Pensioni liberi professionisti saranno più basse nella stragrande maggioranza dei casi, ma come mai?

Se sei un libero professionista pensione forse non ci speri neanche più, ed è qui che sbagli perché se la pensione libero professionista sarà bassa, trascurare il problema non farà che aumentarne la sua dimensione, o meglio nel tuo caso ridurre la tua pensione.

Vediamo dunque come mai le pensioni liberi professionisti sono più basse commisurate a quelle di un dipendente.

Pensione liberi professionisti iscritti a un albo

Nel calcolo pensione libero professionista una prima discriminante è determinata al caso in cui il libero professionista sia o meno iscritto ad uno specifico albo professionale.

In questo primo caso i contributi per il calcolo pensione libero professionista la versa a specifiche casse professionali.

Il regolamento della specifica cassa detta le regole per procedere al calcolo pensione libero professionista, di conseguenza si deve leggere attentamente.

In particolare ogni cassa professionale ha la sua regolamentazione e trattarne qui non farebbe altro che destare confusione.

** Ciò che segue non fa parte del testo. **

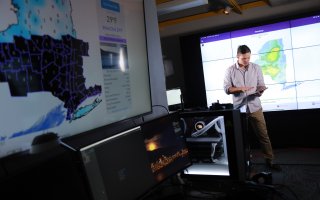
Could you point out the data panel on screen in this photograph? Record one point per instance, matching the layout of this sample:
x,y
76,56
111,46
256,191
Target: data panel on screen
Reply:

Ad oggi coloro che si possono iscrivere ad un albo e per cui vigono regole differenti per il calcolo pensione libero professionista sono le seguenti figure professionali:

  • Agronomi
  • Agrotecnici
  • Architetti e ingegneri
  • Attuari
  • Avvocati
  • Biologi
  • Chimici
  • Consulenti del lavoro
  • Dottori Commercialisti
  • Farmacisti
  • Forestali
  • Geologi
  • Geometri
  • Giornalisti
  • Infermieri professionali
  • Medici
  • Notai
  • Periti agrari
  • Periti industriali
  • Psicologi
  • Ragionieri e periti commerciali
  • Veterinari

Per ogni libero professionista pensione si costruisce autonomamente e anche per le categorie appena viste sarà il singolo a dover provvedere a capire quanti contributi versare alla cassa, se conviene versarli e come in alternativa procedere.

Loro più di altri richiedono una consulenza poiché districarsi nel complesso mondo delle casse professionali fatte di emolumenti, contributo volontario fisso e diverse norme richiede non solo competenza ma anche grande pazienza e se siete liberi professionisti sapete che il tempo è prezioso.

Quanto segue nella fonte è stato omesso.